(a) An operating agreement may specify that its amendment requires the approval of a person that is not a party to the operating agreement or the satisfaction of a condition. An amendment is ineffective if its adoption does not include the required approval or satisfy the specified condition.
(b) The obligations of a limited liability company and its members to a person in the person’s capacity as a transferee or dissociated member are governed by the operating agreement. Subject only to any court order issued under paragraph (2) of subdivision (b) of Section 17705.03 to effectuate a charging order, an amendment to the operating agreement made after a person becomes a transferee or dissociated member is effective with regard to any debt, obligation, or other liability of the limited liability company or its members to the person in the person’s capacity as a transferee or dissociated member.
(c) If a record that has been delivered by a limited liability company to the Secretary of State for filing and has become effective under this title contains a provision that would be ineffective under subdivision (c) of Section 17701.10 if contained in the operating agreement, the provision is likewise ineffective in the record.
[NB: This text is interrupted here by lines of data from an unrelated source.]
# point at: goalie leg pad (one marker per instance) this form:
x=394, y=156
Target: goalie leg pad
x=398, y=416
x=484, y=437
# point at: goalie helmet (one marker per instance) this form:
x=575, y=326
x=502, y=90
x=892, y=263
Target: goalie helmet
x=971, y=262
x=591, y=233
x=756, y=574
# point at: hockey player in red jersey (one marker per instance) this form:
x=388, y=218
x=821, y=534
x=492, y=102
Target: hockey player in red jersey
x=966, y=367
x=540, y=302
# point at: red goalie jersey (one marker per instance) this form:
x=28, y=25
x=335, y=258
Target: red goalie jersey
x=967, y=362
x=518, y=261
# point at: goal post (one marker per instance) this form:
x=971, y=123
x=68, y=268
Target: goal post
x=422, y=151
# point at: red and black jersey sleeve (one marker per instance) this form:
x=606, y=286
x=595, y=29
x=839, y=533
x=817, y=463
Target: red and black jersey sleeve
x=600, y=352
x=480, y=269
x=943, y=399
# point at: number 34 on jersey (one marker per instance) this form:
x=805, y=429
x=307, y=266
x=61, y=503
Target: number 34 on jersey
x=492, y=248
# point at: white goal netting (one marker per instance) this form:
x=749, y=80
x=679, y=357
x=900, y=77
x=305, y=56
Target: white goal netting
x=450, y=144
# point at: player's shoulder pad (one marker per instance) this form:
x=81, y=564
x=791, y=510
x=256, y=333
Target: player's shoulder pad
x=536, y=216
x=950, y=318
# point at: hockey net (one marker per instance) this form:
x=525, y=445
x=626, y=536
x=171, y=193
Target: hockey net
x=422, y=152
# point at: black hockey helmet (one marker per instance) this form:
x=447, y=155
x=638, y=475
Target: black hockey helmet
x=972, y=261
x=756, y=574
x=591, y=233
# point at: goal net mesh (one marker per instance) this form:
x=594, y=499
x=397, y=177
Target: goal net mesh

(d) Subject to subdivision (c), if a record that has been delivered by a limited liability company to the Secretary of State for filing and has become effective under this title conflicts with a provision of the operating agreement both of the following apply:
(1) The operating agreement prevails as to members, dissociated members, transferees, and managers.
(2) The record prevails as to other persons to the extent they reasonably rely on the record.
(Added by Stats. 2012, Ch. 419, Sec. 20. Effective January 1, 2013. Operative January 1, 2014, by Sec. 32 of Ch. 419.) California Corporations Code Section 17701.12.